Mr. BANKS: Come from the womb to the tomb, you know. And then they come--and they're mad, you know. I mean, this--you know, they got some at--they've got some attitudes in here. Don't think they haven't.
SULLIVAN: These men, though, are long past being mad. Richard Keetch says they look around at other prisoners and staff and see friends.
Mr. KEETCH: To be honest, this is the nicest hospital you could ever find. We get the very best service you could ask for.
SULLIVAN: Levi Banks, who's serving 32-to-life for assaulting his neighbor, says after all this time, there's not much left for him on the outside.
Mr. BANKS: There's some good people here, you know. I don't have no people, but you'd think I'd have some with the ones that want to come up and see me. People that work here come up her and see me.

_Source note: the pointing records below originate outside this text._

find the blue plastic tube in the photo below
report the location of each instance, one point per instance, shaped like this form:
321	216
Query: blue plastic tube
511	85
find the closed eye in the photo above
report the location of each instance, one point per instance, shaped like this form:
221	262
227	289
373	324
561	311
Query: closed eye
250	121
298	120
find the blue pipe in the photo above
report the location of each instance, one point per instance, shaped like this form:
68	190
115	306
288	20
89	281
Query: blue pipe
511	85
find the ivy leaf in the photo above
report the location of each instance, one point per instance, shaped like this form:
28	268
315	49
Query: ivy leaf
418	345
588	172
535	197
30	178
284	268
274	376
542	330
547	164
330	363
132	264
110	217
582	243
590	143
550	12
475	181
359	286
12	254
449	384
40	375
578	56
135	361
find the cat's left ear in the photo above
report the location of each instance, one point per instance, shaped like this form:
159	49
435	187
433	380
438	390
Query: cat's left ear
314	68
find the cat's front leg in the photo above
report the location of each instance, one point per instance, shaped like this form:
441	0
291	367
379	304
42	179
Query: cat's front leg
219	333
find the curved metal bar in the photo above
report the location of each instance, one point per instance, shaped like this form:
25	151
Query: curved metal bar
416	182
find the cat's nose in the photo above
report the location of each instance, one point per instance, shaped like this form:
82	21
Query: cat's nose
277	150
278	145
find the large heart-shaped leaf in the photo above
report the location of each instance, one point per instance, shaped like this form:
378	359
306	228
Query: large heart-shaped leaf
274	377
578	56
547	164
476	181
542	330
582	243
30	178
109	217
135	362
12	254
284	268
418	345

It makes you feel like you're worth something, you know, that they see something that maybe you don't see.
SULLIVAN: Down the hall, John Rodriguez looks over at his friends and his favorite nurse. Every few years, the parole board reviews his case, but he says he's not interested in leaving.
Mr. RODRIGUEZ: I like this place now. Why? Everybody likes me. Everybody gets along with me, and they like the way I act. I always tell them silly stories, and, you know, well, like, everybody likes me. So you see how lucky I am?
SULLIVAN: Rodriguez is up again for parole next year, when he'll be 94. Laura Sullivan, NPR News.
SIEGEL: Tomorrow, we'll meet the oldest female inmate in America. She is 91-year-old Lucille Mary Keppen. She shot a man in her senior public housing complex when she was 88.